Arbeit am Abend als Stressfaktor und Beziehungskiller
Wer also abends arbeitet, weil er oder sie sich nachmittags um die Kinder kümmert, wünscht sich das ganz und gar nicht, sondern steht offensichtlich unter Druck. Er oder sie weicht nicht aus freien Stücken auf die Abendstunden aus. Laut Forscherin Yvonne Lott ist die Arbeit nach Feierabend eher "Symptom einer Vereinbarkeitsproblematik", die eine Flexibilisierung bestehender gesetzlicher Arbeitszeitregelungen nicht lösen, sondern vermutlich noch verstärken würde. Sie sieht die Gefahr, dass sich die Arbeitszeitanforderungen dadurch noch erhöhen könnten und die zeitlichen Spielräume für Privatleben und Familie weiter einschränken.
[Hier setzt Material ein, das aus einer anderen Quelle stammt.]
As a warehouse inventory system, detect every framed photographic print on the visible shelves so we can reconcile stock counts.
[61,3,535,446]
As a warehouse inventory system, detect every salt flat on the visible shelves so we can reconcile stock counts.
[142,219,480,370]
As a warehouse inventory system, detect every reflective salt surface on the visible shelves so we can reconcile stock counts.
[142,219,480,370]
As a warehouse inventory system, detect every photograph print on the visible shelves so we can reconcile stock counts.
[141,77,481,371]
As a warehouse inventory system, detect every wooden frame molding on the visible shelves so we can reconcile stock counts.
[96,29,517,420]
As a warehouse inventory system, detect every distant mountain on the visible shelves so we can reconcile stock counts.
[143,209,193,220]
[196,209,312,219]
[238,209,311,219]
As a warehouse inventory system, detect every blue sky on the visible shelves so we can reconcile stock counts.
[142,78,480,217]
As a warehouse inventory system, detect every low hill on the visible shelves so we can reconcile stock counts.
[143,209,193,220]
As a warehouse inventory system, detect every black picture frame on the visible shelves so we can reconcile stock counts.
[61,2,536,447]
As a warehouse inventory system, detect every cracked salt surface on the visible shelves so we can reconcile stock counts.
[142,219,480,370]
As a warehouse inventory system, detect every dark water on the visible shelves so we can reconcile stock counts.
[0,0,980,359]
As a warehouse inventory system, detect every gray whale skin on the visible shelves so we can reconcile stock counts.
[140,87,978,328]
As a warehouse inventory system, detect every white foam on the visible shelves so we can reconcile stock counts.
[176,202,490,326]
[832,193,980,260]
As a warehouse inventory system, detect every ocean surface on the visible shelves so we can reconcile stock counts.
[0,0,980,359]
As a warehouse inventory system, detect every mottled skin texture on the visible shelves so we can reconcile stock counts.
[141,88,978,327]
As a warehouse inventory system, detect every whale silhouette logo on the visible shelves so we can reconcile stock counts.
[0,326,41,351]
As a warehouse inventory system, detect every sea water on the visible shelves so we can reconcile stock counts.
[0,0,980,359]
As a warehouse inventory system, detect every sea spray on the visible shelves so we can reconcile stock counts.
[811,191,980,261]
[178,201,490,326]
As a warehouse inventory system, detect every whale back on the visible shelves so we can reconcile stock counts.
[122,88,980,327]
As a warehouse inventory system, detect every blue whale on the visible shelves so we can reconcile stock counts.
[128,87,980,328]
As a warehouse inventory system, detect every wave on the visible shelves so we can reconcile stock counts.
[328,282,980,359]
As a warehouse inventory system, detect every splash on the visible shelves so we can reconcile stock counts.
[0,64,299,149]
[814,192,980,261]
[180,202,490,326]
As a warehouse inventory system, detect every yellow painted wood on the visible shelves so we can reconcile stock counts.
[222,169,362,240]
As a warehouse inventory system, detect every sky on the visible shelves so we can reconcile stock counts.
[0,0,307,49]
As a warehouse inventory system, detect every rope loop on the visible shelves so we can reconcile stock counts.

Die Lösung: Vier-Tage-Woche
Es gibt aber auch einen Ausweg. Für Studienautorin Yvonne Lott liegt die Lösung auf der Hand: die Einführung der Vier-Tage-Woche. Auf diese Weise könnten Vereinbarkeitsprobleme tatsächlich entschärft und die Work-Life-Balance verbessert werden. Für familiäre und private Verpflichtungen würden endlich ausreichend zeitliche Spielräume entstehen, schreibt die Soziologin. Auch Arbeitgeber müssten vor der Arbeitszeitverkürzung durch eine Vier-Tage-Woche nicht zurückschrecken. Die Forschung habe gezeigt, dass Beschäftigte dann produktiver sind und damit auch Unternehmen von der Vier-Tage-Woche profitieren.